MrsMom said:
Go ahead and laugh, but if you believe that "role play" does not affect or influence our children, you are sticking your head in the sand. I can control what my own child does at home, but I can't watch them 24/7 - what's to stop her from going to a friends house and "acting out" their "secret spells"? And, since it is secret, the parents need never know, right?
Plant a seed, nurture it, and it will grow. Flower or weed, it matters not - it will still grow. What kind of seeds are we planting?
It looks like we have another follower of Socrates. We must censor the poets so that their verses won't disrupt our children's conditioning. It is crucial if we are to breed the perfect soldier for our Republic, that we must not let the children hear anything contrary to what we would like them to hear. We must mold these young minds. The future of our Republic depends on it!
The Wiccan barbie doll would set their conditioning back by several months! Think of all of that time we'd waste!

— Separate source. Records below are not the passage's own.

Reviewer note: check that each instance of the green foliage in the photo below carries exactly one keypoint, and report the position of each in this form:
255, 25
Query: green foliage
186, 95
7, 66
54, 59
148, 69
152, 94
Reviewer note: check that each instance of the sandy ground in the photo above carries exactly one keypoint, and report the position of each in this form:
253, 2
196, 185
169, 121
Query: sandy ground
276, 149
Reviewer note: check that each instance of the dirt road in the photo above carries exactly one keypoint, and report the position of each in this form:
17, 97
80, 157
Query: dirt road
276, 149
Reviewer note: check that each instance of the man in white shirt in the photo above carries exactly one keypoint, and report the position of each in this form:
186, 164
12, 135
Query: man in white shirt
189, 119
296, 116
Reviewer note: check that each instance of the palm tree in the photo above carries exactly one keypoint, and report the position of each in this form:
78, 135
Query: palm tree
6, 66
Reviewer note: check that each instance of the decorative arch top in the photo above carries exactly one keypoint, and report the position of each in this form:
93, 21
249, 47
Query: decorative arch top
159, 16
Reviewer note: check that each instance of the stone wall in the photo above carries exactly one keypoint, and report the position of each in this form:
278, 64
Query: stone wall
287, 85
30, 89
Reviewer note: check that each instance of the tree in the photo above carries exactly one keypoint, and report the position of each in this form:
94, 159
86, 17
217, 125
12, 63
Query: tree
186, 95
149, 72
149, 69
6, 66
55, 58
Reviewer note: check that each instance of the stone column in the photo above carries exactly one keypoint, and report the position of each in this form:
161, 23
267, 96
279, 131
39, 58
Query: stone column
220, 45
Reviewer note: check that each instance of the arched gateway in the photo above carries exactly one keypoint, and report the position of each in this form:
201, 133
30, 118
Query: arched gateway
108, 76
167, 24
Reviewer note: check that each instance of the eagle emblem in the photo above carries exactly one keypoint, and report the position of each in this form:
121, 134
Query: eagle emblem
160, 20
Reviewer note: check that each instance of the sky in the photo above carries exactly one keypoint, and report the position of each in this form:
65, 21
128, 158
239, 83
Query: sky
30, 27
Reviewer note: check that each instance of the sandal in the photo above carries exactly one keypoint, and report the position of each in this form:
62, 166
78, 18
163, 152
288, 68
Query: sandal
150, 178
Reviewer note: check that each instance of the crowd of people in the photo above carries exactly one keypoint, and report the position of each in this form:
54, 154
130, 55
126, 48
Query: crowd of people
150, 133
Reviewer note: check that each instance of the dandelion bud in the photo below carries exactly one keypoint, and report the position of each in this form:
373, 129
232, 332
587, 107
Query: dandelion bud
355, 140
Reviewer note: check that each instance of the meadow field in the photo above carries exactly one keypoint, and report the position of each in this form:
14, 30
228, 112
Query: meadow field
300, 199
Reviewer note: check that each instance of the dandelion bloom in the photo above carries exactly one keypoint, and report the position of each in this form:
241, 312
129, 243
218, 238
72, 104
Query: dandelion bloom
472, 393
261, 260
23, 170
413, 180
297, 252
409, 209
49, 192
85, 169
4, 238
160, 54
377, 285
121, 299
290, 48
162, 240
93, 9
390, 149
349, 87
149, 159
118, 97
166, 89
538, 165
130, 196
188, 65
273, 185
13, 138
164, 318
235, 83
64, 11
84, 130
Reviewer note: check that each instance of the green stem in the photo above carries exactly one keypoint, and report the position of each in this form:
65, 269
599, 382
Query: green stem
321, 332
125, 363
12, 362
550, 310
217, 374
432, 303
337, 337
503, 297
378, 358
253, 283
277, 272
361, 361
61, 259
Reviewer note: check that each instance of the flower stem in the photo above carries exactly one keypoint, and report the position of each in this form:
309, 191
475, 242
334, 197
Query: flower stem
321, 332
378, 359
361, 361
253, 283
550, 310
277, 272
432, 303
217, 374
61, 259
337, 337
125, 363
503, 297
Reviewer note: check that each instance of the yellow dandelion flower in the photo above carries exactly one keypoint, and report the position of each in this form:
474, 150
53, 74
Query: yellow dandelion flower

You know also that the beginning is the most important part of any work, especially in the case of a young and tender thing; for that is the time at which the character is being formed and the desired impression is more readily taken.
Quite True.
And shall we just carelessly allow children to hear any casual tales which may be devised by casual persons, and to receive into their minds ideas for the most part the very opposite of those which we should wish them to have when they are grown up?
We can not.
Then the first thing will be to establish a censorship of the writers of fiction, and let the censors receive any tale of fiction which is good, and reject the bad; and we will desire mothers and nurses to tell their children the authorized ones only. Let them fashion the mind with such tales, even more fondly than they mould the body with their hands; but most of those which are now in use must be discarded.
Such then, I said, are our principles of theology-some tales are to be told, and others are not to be told to our disciples from their youth upwards, if we mean them to honor the gods and their parents, and to value friendship with one another.
Yes; and I think that our principles are right, he said.
But if they are to be courageous, must they not learn other lessons besides these, and lessons of such a kind as will take away the fear of death? Can any man be courageous who has the fear of death in him?
Certainly not, he said.
And can he be fearless of death, or will he choose death in battle rather than defeat and slavery, who believes the world below to be real and terrible?
Impossible.
Then we must assume a control over the narrators of this class of tales as well as over the others, and beg them not simply to revile, but rather to commend the world below, intimating to them that their descriptions are untrue, and will do harm to our future warriors.
That will be our duty, he said.
Then, I said, we shall have to obliterate many obnoxious passages, beginning with the verses,
"I would rather be a serf on the land of a poor and portionless man than rule over all the dead who have come to nought."
And shall we proceed to get rid of the weepings and wailings of famous men?
They will go with the rest.
Neither ought our guardians to be given to laughter. For a fit of laughter which has been indulged to excess almost always produces a violent reaction.
So I believe.
Then if any one at all is to have the privilege of lying, the rulers of the State should be the persons; and they, in their dealings either with enemies or with their own citizens, may be allowed to lie for the public good. But nobody else should meddle with anything of the kind; and although the rulers have this privilege, for a private man to lie to them in return is to be deemed a more heinous fault than for the patient or the pupil of a gymnasium not to speak the truth about his own bodily illnesses to the physician or to the trainer, or for a sailor not to tell the captain what is happening about the ship and the rest of the crew, and how things are going with himself or his fellow sailors.
Most true, he said.
If, then, the ruler catches anybody beside himself lying in the State,
"Any of the craftsmen, whether he be priest or physician or carpenter."
he will punish him for introducing a practice which is equally subversive and destructive of ship or State.
-Plato's The Republic-INSPIRATION FOR HITLER.
If you want to be a good parent, you would do well to foster INDIVIDUALITY in your child, instead of molding her in your own image.